Yes, yes, I am still alive! Oh, dear. How ever will I be a make-up guru with a gazillion followers if I update so seldomly? 🙁
To the three people who read this blog, I apologize. School gets in the way of things…
And perhaps, this here entry might be a way to bridge two lakes of obligatory ranting, aka homework and the pursuit of cosmetic fame.
Here be my informative essay on red lipstick for class. Have some more bitterness and residual anger.
Here’s Me Giving You Lip, Victor
Victor Medina, son of the actor Pen Medina, was tipsy. My friends and I were sitting around the longest table in Mogwai, a mini-theatre/bar that film majors were expected to frequent in those almost stress-free weeks after the semester officially ended and just before summer actually began.
Victor Medina was taking uneven steps out of the bar and into the street when one of my girlfriends introduced him to me. Instead of pausing to exchange customary pleasantries, he kept right on walking, half of his body turned towards me as he stumbled down the sidewalk, and yelled back, along with a drunken “Oy” an insult that immediately put him on the short, unfortunate list of People I Will Never Like But May Occasionally Have To Put Up With Out Of Social Obligation.

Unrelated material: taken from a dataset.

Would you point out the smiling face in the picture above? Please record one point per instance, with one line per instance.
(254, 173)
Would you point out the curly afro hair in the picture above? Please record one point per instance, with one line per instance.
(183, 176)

The insult: “Ang kapal ng lipstick mo!” (“Your lipstick is really thick!”)
Of course, he was wrong. “Thick”, in that situation, was an adjective that would have been used only by cosmetic newbies and the wretched Filipino people whose idea of make-up was nothing short of pedestrian. “Retro glam” and “vampy red” were more fitting descriptions to use, in my humble, online make-up guru opinion. The lip liner I had used was worth eight hundred and fifty pesos. My lipstick was nine hundred and fifty. Suffice it to say that I didn’t need more than one coat to get its gorgeous color to come out.
My perfectly red lips scowled so deep that I momentarily worried if my otherwise immaculate foundation could have actually cracked. A quick look in the small mirror of my Nars Orgasm blush compact put my confidence and my smile back in place. “Silly,” I said to myself, “you’re wearing mineral foundation, remember?” And how could I forget? My mind automatically walked me through that afternoon’s make-up process.
The face was a five-step procedure: Primer, Concealer, bareMinerals foundation in Medium Beige, Blush, and Setting Powder. This took three minutes.
The eyes were simple; a few swipes of lid primer, a quick dusting of pale gold on the lids, light brown just on the Outer V, matte eggshell white for the highlight and inner corners, subtle eyeliner, and several, gorgeous coats of mascara. The application needed little to no technique and I could afford to be as haphazard as I was with the foundation. It took five minutes.
But the lips. The lips were a different story. They were the most important part of the look and they, like ridiculously talented prima donnas, demanded nothing less than perfection. I had been building my entire look around deep, red lips and that meant lip liner to make the color last longer and dexterity so that it said “polished” instead of “clown.”
On a tissue, I blotted the excess lip balm with which I had prepped my lips a few minutes earlier, and very carefully peeled off a stubborn strip of dry skin. I took my MAC lip pencil in Burgundy, sharpened it, and drew a short, horizontal line on the middle part of my bottom lip line. The Cupid’s bow was a little bit more complicated; I had to dot the two peaks and the dip before connecting them to create a perfect little V. With quick, short strokes, I lined the rest of my lips, stopping to breathe and exhale every few seconds to keep my hands from shaking too much. Still, I made a few mistakes and had to take cotton buds and some make-up remover to wipe away red that wasn’t where it was supposed to be. Finally, the shape was perfect and I filled in my lips with the same lip pencil.
At this point, I paused, looked in the mirror, and prayed for patience. I took my favorite MAC lipstick in Dubonnet, which is a gorgeous, deep red color with blue undertones. Very carefully, I layered it on top of Burgundy, smacked my lips together a few times, and re-lined them. Taking a small, stiff, angled brush, MAC’s 266, for better precision and control, I carefully outlined the lip shape with a bit of concealer. A fluffy dome brush, MAC’s 224, and a bit of white eyeshadow quickly swiped in the philtrum accentuated my Cupid’s bow.
All this took fifteen minutes.
It was several hours past sunset and Victor Medina was wearing old jeans, and a t-shirt. His hair looked to be a matted mess of probably two days’ worth of grease and cigarette smoke.
I wonder how long it took him to roll out of bed and push his ugly feet into those slippers.
Yep, you might consider this a continuation of my very first gunkie entry.
I swear, one of these days, I WILL do a tutorial on or involving red lipstick. In the meantime, enjoy the rants!
OH, let it be said that I do not hate Victor Medina. And I do not know what his feet look like. The jokes are only half-meant and implying hate just makes for a more interesting essay, yeah? And I do so enjoy pleasing my professors.
You never know, he could totally be one of those few, blessed men who moisturize their hands and keep Chapstick in their pockets.